We parked the truck. I got out and opened the back. Maud hopped onto the grass, shielded from the street by the bulk of the vehicle. Her face was a cold neutral mask.
Arland heaved the Ku and the bike to the edge of the truck. I waved my hand. Long flexible shoots burst out of the ground, wrapped around Wing and the bike and dragged them under. “Take him to the stables,” I murmured. “And keep him there.”
Arland jumped off the truck. “I quite enjoyed that. Thank you for this pleasant diversion.”
“Thank you for your assistance.”
Arland smiled, displaying sharp fangs, and went inside the inn.
I closed the truck back up and waved to Sean. He drove out. He’d return the truck and drive his car back.
Beast exploded out of her doggie door and jumped into my arms. I hugged her, but she was wiggling too hard, so I set her down and she streaked away in a fit of doggie excitement, tucking her tail between her legs for extra speed.
“Where is Helen?” Maud frowned.
“In the kitchen.” I pointed. A window opened in the wall. Helen was perched precariously on a stool above a large pot. Someone had trimmed one of my old aprons, the one with sunflowers, and put it on her. She was stirring the stuff in the pot with a big spoon. The inn’s tendrils hovered on both sides of her, ready to catch her if she fell.
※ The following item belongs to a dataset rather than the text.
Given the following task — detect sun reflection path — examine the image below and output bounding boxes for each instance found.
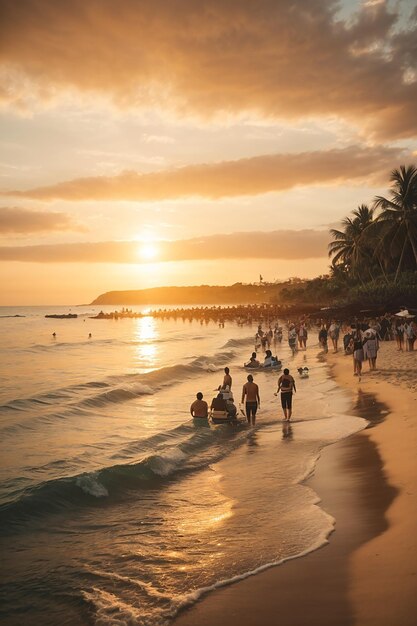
[135,315,159,369]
I dug my phone out of my pocket and took a picture.
“He put her to work?” Maud stared.
Orro said something in his gravelly voice.
Helen nodded and sprinkled something into the soup and squeaked, “Yes, chef!”
“Give me that phone!” My sister grabbed the phone out of my hand and started snapping pictures.
Maud couldn’t feel her daughter in the kitchen. It would come back. It had to come back. She’d spent years at our parents’ inn and she never had any problems connecting to it.
“So what did you and the vampire talk about in the truck?” I asked.
“Nothing.”
“Was it a small talk kind of nothing or not going to tell you kind of nothing?”
“It was a keeping my mouth shut nothing. We didn’t speak. I have no interest in vampires. I’ve had enough of them for a lifetime.”
I smiled at her.
“Have you decided what to do about the Hiru?” she asked.
“Not yet.”
“Dad would approve,” she said. “He never could resist a down-on-your-luck story and there is no one more down than the Hiru.”